Shell elasticity and viscosity of lipid-coated microbubbles are significantly altered in mediums of different ionic strength

TL;DR

This study investigates how the ionic strength of the surrounding medium affects the elastic and viscous properties of lipid-coated microbubbles, revealing significant alterations in shell mechanics with increased medium charge density.

Contribution

It provides the first detailed measurement of how medium ionic strength influences lipid-coated microbubble shell elasticity and viscosity using frequency-dependent attenuation.

Findings

Attenuation peak frequency shifts with ionic strength.

Shell elasticity decreases with higher medium charge density.

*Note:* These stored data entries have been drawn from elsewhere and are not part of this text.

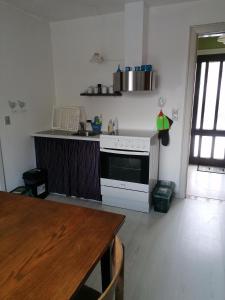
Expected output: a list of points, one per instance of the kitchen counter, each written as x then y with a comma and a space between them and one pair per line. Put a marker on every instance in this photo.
63, 134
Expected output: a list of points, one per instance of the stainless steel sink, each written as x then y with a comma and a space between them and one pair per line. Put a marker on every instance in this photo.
57, 132
69, 133
85, 133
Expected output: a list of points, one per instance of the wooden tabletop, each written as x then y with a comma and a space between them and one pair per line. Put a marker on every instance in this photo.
48, 249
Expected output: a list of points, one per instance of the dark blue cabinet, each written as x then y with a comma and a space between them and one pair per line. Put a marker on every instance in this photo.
72, 165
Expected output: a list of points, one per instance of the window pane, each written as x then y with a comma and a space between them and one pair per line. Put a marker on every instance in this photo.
219, 148
200, 96
211, 91
206, 147
221, 112
196, 145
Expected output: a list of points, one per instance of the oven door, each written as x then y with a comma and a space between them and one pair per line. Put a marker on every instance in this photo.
125, 169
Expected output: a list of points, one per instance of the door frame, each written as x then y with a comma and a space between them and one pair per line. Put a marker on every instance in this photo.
2, 173
195, 31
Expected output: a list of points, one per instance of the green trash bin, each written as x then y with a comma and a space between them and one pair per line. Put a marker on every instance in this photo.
163, 195
22, 190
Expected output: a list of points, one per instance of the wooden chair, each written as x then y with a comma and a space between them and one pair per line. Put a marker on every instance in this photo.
116, 286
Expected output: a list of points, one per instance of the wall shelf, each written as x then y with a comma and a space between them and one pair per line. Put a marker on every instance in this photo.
116, 94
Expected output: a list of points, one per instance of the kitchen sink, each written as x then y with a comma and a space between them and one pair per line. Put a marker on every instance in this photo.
69, 133
85, 133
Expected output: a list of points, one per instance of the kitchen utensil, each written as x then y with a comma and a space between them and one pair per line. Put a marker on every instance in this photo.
104, 89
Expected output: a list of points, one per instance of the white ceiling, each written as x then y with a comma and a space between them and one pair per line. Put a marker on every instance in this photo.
56, 10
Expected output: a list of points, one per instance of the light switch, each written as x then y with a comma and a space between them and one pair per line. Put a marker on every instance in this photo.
175, 114
7, 120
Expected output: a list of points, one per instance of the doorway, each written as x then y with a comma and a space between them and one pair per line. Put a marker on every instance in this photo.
2, 176
206, 171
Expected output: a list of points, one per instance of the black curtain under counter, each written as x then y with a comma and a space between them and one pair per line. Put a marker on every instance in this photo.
73, 166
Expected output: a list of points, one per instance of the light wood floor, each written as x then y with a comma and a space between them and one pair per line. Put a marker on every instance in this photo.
175, 256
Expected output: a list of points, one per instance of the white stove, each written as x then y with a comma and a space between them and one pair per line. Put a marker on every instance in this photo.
129, 168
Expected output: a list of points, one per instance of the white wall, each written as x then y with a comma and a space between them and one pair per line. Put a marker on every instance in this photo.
75, 41
25, 74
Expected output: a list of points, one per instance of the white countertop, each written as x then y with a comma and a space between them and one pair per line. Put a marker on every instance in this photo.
61, 134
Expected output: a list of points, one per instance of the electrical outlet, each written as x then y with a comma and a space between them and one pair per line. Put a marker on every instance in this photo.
7, 120
175, 114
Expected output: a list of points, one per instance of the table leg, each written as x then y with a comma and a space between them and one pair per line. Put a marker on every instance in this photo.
106, 269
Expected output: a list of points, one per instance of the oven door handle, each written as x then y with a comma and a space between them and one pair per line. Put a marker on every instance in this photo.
137, 153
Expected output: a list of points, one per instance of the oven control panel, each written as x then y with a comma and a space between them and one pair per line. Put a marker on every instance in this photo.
125, 143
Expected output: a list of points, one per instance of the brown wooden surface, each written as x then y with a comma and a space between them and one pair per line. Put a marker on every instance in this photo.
48, 249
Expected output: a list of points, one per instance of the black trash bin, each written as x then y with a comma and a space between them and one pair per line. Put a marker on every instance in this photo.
37, 181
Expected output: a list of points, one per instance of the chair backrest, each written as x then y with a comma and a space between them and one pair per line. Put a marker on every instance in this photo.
116, 286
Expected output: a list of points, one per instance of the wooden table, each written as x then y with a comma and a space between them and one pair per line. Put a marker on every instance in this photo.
48, 249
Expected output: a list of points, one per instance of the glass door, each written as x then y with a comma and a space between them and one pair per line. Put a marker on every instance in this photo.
125, 167
208, 122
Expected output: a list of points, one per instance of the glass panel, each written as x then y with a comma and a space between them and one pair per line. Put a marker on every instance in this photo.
200, 96
221, 112
219, 149
211, 91
206, 147
196, 145
123, 167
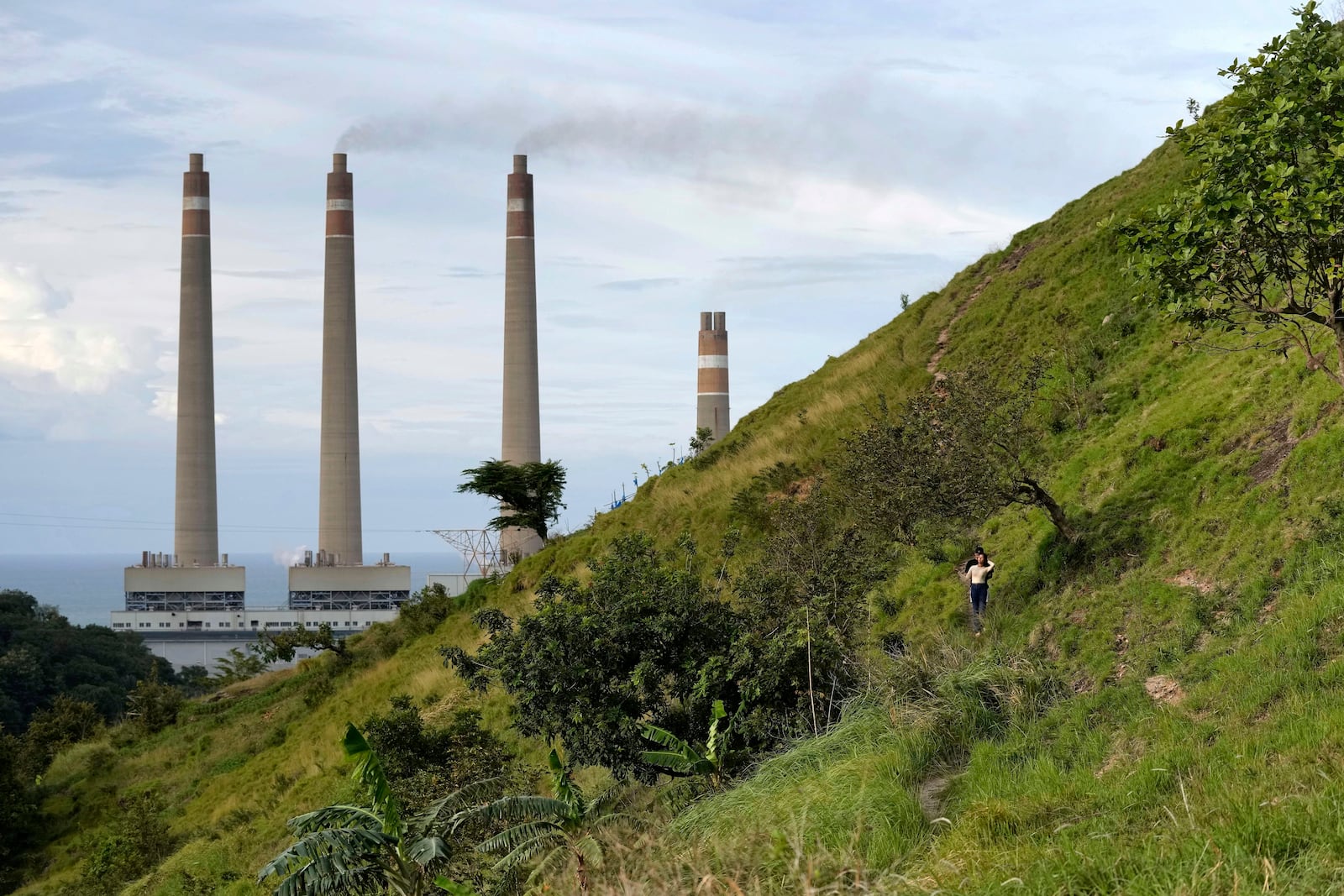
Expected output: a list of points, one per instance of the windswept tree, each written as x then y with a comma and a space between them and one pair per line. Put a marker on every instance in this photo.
954, 454
528, 493
597, 658
702, 439
353, 851
1250, 251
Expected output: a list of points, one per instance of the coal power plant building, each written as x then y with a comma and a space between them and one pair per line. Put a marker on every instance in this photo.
194, 575
188, 605
335, 577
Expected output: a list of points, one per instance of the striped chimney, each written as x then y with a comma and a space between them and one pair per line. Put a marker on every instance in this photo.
522, 437
197, 516
339, 528
711, 401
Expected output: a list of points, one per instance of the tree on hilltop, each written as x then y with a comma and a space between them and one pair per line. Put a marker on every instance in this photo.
528, 493
953, 456
1250, 253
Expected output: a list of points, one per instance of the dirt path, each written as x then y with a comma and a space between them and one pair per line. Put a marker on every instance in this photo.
945, 336
933, 790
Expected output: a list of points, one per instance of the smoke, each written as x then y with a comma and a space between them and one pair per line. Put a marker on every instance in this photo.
289, 557
835, 130
866, 130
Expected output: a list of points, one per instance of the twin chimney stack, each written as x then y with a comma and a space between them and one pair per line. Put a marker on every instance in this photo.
711, 401
522, 437
339, 528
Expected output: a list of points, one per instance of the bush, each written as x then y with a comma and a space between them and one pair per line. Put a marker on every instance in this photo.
138, 841
65, 723
152, 707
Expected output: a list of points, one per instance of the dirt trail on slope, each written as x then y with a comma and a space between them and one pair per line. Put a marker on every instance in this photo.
945, 336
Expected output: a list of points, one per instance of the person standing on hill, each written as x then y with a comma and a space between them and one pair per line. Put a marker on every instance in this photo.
976, 573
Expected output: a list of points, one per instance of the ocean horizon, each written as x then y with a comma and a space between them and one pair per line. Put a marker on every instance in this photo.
87, 587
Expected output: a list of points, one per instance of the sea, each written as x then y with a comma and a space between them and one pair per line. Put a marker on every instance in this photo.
89, 586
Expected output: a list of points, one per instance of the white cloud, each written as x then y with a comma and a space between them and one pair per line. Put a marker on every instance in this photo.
40, 344
165, 407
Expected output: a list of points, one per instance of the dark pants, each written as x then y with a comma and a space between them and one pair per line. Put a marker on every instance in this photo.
979, 597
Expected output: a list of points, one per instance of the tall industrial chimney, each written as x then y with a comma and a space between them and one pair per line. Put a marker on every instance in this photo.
522, 407
197, 516
339, 530
711, 401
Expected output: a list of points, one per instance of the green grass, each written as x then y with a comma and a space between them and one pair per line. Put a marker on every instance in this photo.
1202, 479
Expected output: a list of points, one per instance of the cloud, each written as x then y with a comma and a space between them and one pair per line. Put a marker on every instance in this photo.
465, 271
640, 285
165, 407
299, 273
776, 271
39, 344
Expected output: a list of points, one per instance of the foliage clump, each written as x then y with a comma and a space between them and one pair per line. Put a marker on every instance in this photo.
528, 493
44, 656
652, 638
952, 457
1250, 253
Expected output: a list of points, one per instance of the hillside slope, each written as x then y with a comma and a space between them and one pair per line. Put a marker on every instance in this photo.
1158, 714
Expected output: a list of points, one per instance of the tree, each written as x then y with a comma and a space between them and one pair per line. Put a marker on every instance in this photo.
596, 660
19, 815
682, 759
1253, 246
427, 762
702, 439
138, 841
239, 665
65, 723
282, 645
44, 656
555, 829
351, 851
954, 456
528, 493
152, 705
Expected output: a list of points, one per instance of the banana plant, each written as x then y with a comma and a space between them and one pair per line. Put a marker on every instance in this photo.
351, 851
554, 829
682, 759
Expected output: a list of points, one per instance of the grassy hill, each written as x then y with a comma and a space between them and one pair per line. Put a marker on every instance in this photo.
1158, 714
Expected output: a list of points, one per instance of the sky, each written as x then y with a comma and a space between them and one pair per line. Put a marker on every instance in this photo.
797, 165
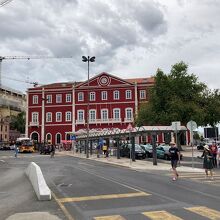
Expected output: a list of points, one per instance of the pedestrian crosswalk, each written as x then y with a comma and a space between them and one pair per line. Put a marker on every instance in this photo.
201, 177
198, 211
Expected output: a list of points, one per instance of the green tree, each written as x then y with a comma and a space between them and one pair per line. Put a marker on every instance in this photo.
18, 122
177, 96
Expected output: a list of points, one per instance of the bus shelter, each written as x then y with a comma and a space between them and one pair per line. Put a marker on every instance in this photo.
117, 134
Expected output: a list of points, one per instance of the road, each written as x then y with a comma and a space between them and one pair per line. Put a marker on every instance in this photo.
86, 189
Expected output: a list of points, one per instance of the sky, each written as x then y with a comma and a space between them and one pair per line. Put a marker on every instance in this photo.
129, 38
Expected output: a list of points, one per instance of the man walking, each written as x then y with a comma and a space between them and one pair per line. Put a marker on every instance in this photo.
175, 158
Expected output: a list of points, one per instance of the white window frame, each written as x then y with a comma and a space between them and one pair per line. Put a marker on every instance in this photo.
119, 113
80, 96
128, 94
116, 95
58, 116
49, 98
92, 115
142, 94
131, 113
102, 114
79, 114
68, 116
104, 95
49, 117
58, 98
35, 117
92, 96
68, 97
35, 99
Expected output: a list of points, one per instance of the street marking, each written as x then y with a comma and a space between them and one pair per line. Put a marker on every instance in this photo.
205, 212
110, 217
66, 213
161, 215
111, 196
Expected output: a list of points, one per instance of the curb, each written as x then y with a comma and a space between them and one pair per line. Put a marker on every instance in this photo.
38, 182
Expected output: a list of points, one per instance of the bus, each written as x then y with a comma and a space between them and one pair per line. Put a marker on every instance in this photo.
25, 145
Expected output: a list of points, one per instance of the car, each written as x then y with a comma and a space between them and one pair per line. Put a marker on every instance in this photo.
163, 152
125, 150
148, 149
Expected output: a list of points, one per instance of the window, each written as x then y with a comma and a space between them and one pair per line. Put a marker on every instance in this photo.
116, 94
128, 94
49, 117
68, 116
80, 115
68, 97
129, 113
116, 113
35, 99
104, 114
58, 98
104, 95
92, 115
92, 96
142, 94
49, 98
35, 117
58, 116
80, 96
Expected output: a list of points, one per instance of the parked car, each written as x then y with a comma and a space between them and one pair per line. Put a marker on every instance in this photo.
148, 149
163, 152
126, 149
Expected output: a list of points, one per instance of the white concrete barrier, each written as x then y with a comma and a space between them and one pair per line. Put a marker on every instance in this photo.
36, 177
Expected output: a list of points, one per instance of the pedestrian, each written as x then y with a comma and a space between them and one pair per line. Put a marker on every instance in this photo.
175, 159
214, 151
104, 148
16, 151
218, 156
52, 150
207, 161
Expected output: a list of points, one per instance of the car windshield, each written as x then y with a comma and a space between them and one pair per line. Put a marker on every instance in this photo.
166, 147
147, 146
137, 147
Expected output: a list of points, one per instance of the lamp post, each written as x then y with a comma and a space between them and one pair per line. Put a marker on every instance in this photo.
88, 60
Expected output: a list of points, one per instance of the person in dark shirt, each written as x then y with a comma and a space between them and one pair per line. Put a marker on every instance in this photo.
175, 158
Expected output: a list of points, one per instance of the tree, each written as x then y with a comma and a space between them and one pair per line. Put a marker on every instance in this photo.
18, 122
178, 96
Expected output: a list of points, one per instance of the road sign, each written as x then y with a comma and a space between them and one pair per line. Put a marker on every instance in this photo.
191, 125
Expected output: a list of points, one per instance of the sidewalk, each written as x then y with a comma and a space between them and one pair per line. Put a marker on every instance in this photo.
126, 162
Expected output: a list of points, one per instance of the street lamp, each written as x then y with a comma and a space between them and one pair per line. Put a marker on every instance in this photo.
88, 60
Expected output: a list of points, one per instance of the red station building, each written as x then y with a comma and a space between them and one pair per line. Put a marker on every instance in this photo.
54, 110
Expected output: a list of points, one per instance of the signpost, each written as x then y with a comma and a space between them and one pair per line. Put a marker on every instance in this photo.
130, 129
191, 125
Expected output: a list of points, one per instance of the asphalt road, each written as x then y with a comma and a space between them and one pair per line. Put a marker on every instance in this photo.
85, 189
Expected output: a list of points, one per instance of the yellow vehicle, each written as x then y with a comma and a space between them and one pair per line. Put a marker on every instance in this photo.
25, 145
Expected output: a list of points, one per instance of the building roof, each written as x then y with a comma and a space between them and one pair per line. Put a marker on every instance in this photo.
141, 80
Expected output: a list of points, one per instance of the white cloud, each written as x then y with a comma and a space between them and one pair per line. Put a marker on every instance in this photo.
130, 38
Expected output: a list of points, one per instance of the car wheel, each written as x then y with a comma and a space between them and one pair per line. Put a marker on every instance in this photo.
166, 157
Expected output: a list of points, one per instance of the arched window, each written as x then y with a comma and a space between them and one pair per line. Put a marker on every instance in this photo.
58, 138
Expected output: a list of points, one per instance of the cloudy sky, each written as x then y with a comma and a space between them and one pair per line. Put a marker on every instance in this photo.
130, 38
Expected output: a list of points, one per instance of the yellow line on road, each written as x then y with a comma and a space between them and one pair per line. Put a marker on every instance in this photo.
112, 196
206, 212
161, 215
110, 217
66, 213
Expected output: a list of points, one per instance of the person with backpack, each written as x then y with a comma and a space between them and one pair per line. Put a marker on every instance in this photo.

Shell viscosity reduces as ionic strength increases.

Abstract

Correct measurement of the shell properties of coated microbubbles (MBs) is essential to understanding and optimizing their response to ultrasound (US) exposure parameters in diagnostic and therapeutic ultrasound. MBs are surrounded by blood; however, the influence of the surrounding medium charges on the MB properties is poorly understood. This study aims to measure the medium charge interactions with MB shells by measuring the frequency-dependent attenuation of the same size MBs in mediums of varying charge density. In-house lipid-coated MBs with C3F8 gas core were made and were isolated to a mean size of 2.35um. MBs were diluted to ~8*10^5 MBs/mL in distilled water (DW), and two different concentrations of phosphate-buffered saline solution (PBS-1x and PBS-10x). The frequency-dependent attenuation of the MBs solutions was measured using an aligned pair of PVDF transducers with a center frequency of 10MHz and 100% bandwidth. The MB shell properties were estimated by fitting the linear equation to experiments. Using a pendant drop tensiometer, the surface tension of mm-size drops was measured inside DW, PBS-1x and PBS-10x. The frequency of the peak attenuation changes at different salinity levels was 13, 7.5 and 6.25MHz in DW, PBS-1x and PBS-10x, respectively. The attenuation peak increased by ~140% with increasing ion density. MBs' estimated shell elasticity decreased by 64% between DW and PBS-1x and 36% between PBS-1x and PBS-10x. Reduction in the shell stiffness is in qualitative agreement with the drop surface tension measurements. The shell viscosity was reduced by ~40% between DW and PBS-1x and 42% between PBS-1x and PBS-10x. The reduction in the stiffness and viscosity is possibly due to the formation of a densely charged layer around the shell, further reducing the effective surface tension on the MBs.